Set during WWII in Germany, "Jojo Rabbit" is the story of a 10-year-old boy, Jojo (Roman Griffin Davis), whose hero is Adolf Hitler. He also just happens to be Jojo's imaginary friend (played by Waititi, himself). Their pep talks with each other are darkly hilarious, as is the Nazi youth camp that Jojo attends. There he is taught to stab people and pitch grenades, one of which explodes in Jojo's hand, scarring him for life. When Jojo refuses to wring a rabbit's neck, he earns the nickname "Jojo Rabbit" from camp instructors played by Sam Rockwell and Rebel Wilson.

Jojo's mother, Rosie (Scarlett Johansson), is on quite a different page than that of her son. She's secretly a conscientious objector and is hiding a Jewish teenage girl, Elsa (Thomasin McKenzie), in their home, unbeknownst to Jojo. When he discovers Elsa, his brainwashing kicks in as Hitler instructs Jojo how to handle Elsa. But as the two youths get to know each other, their prejudices fade, and a friendship is forged.

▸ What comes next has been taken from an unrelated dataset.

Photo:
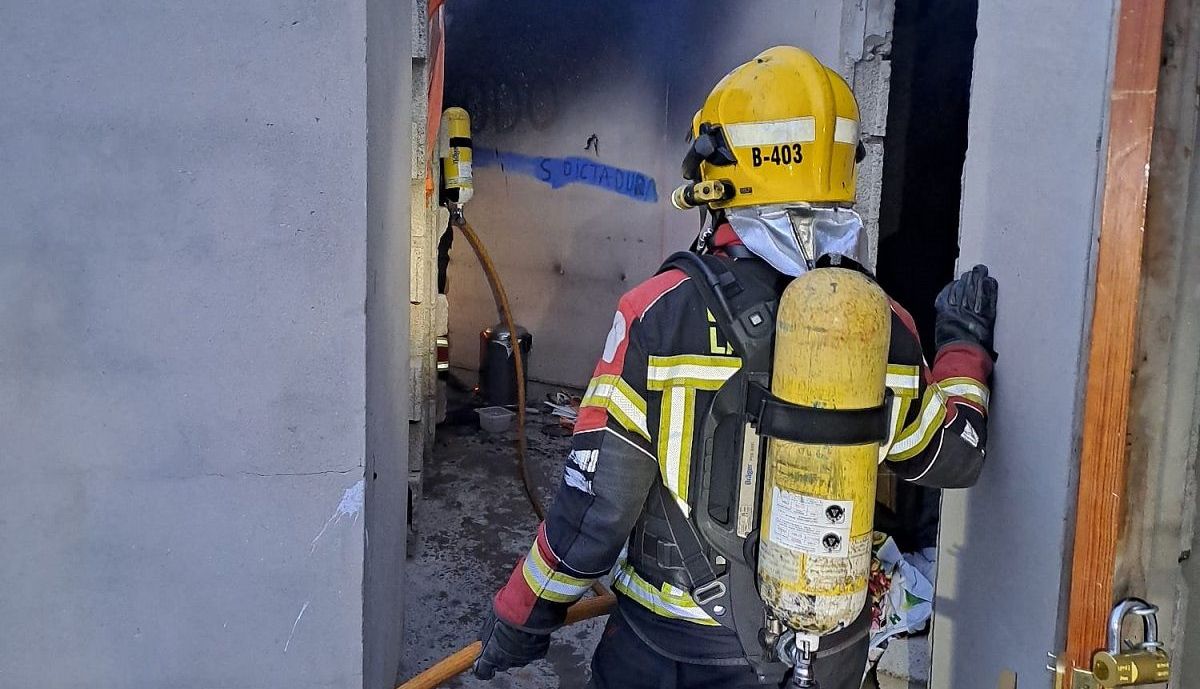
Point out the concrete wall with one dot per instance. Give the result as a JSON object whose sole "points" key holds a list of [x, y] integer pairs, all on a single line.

Suddenly, the film alters its course and sets foot into very dark territory. When the Allies invade his town, Jojo is witness to horrific acts, one of which shatters him on the most personal level. It also allows him to put things into their proper perspectives.

Waititi ("What We Do in the Shadows") also wittily scripts this uniquely entertaining film, which won the prestigious Grolsch People's Award at this year's Toronto Film Festival. His Nazi mocking plays well at a time in history when fascism has once again reared its ugly head.

The casting goes beyond all expectations. Rockwell and Wilson play nitwits with such aplomb that it's difficult to stifle laughing out loud. Johansson is charmingly endearing as the mother who loves the son she knows to be inherently good. But it's Davis, in his first professional acting role, who will knock your socks off. At age 11, it's astounding to behold his immense talent. He owns Jojo on every level.

Waititi's risky undertaking in "Jojo Rabbit" pays off for those who can set aside their preconceived ideas of what a Nazi comedy might entail. Some might ask if it's permissible fun. My answer: if you allow it to be.